Saturday, May 20, 2017

Pomadinha antiinflacionária



Pedro J. Bondaczuk



O ministro da Fazenda, Fernando Henrique Cardoso, na tentativa de levar uma mensagem otimista à sociedade, num período de tanto descrédito e pessimismo, tem feito pronunciamentos usando figuras de linguagem até pitorescas. Na semana passada, ao criticar os que pressionam o governo para que imponha um congelamento de preços e de salários, afirmou que o brasileiro é “esquizofrênico”.

Nesta segunda-feira, resolveu imitar o ex-ministro do Trabalho, Antonio Rogério Magri, e criou um neologismo. Disse que “a inflação brasileira não é mais convivível, virou uma urticária e é preciso parar de coçar e acabar com ela”.

Realmente, não há na História recente nenhum povo que tenha convivido por tantos anos consecutivos com este flagelo, e em níveis tão elevados, como ocorre com nossa população. Fernando Henrique ressaltou bem, no discurso que pronunciou para 300 banqueiros e seguradores, no Rio, durante a entrega do prêmio “Bem-Sucedidos no Mercado de Capitais”, que há por aí “pomadinhas” para acalmar essa coceira (e como coça!), que não são suficientes para solucionar o problema.

A luta contra a inflação, de forma consistente, passa, necessariamente, pela independência do Banco Central. Ele deve ser absolutamente livre para definir, sem qualquer espécie de interferência, a política monetária do País. Não será eficaz, por outro lado, a estratégia que não cortar as despesas do Estado a um mínimo indispensável. E essa cirurgia deve ir muito além das gorduras, que sequer deveriam existir.

Precisa aprofundar-se até mesmo na carne, ou mais fundo, em alguns órgãos chegando até o osso ou mesmo à amputação. Nesse contexto, torna-se imprescindível o enxugamento da máquina estatal, de forma a que ela não absorva em salários os eventuais aumentos de arrecadação, como vem ocorrendo até agora, fato admitido pelo próprio ministro.

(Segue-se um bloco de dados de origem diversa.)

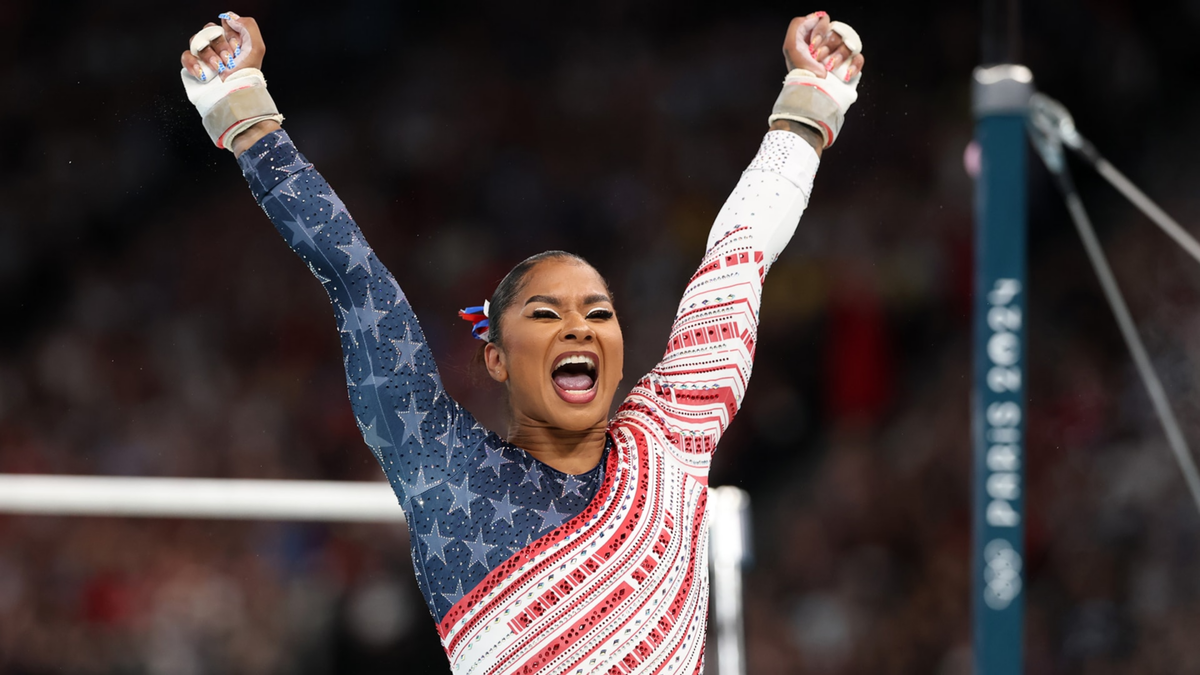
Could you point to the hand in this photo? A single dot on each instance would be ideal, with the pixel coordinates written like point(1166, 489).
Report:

O processo de privatização, com toda a celeuma que gera, dada a exploração demagógica feita em torno dele por pessoas leigas em economia, mas especializadas em retórica bombástica, mas vazia, tem, não somente que continuar, mas sobretudo se aprofundar, ser mais rápido, mais eficiente, mais competente para se tornar, por conseqüência, menos polêmico. Requer absoluta transparência e regras consensuais, claramente definidas.

O Estado brasileiro, finalmente, deve se conscientizar de que não lhe cabe o papel de empresário, mas uma função muito mais nobre e indispensável. Cumpridos esses pressupostos, a sociedade, certamente, vestirá a camisa na luta contra a inflação.

Uma das tarefas que os agentes econômicos poderiam, e deveriam fazer, era a de aumentar a produção. De investir na economia de escala, o que se refletiria na redução de preços, no aumento do faturamento e, conseqüentemente, de arrecadação.

Para tanto, porém, seria necessário que o governo gozasse de credibilidade, o que não ocorre por uma série de razões sobejamente conhecidas por todos. Outro fator indispensável para que esta inteligente estratégia de combate inflacionário desse certo seria o aumento do poder de compra dos salários.

E aí surge uma questão semelhante à pergunta “quem surgiu antes, o ovo ou a galinha?”. Ou seja, o que deve ser feito em primeiro lugar: deter a inflação ou valorizar a renda da população? Enfim, há uma série de caminhos alternativos para vencer esta disfunção econômica que não seja o do desgastado expediente do choque, do congelamento ou do confisco monetário, que são as “pomadinhas” aludidas por Fernando Henrique Cardoso.


(Artigo publicado na página 2, Opinião, do Correio Popular, em 18 de agosto de 1993).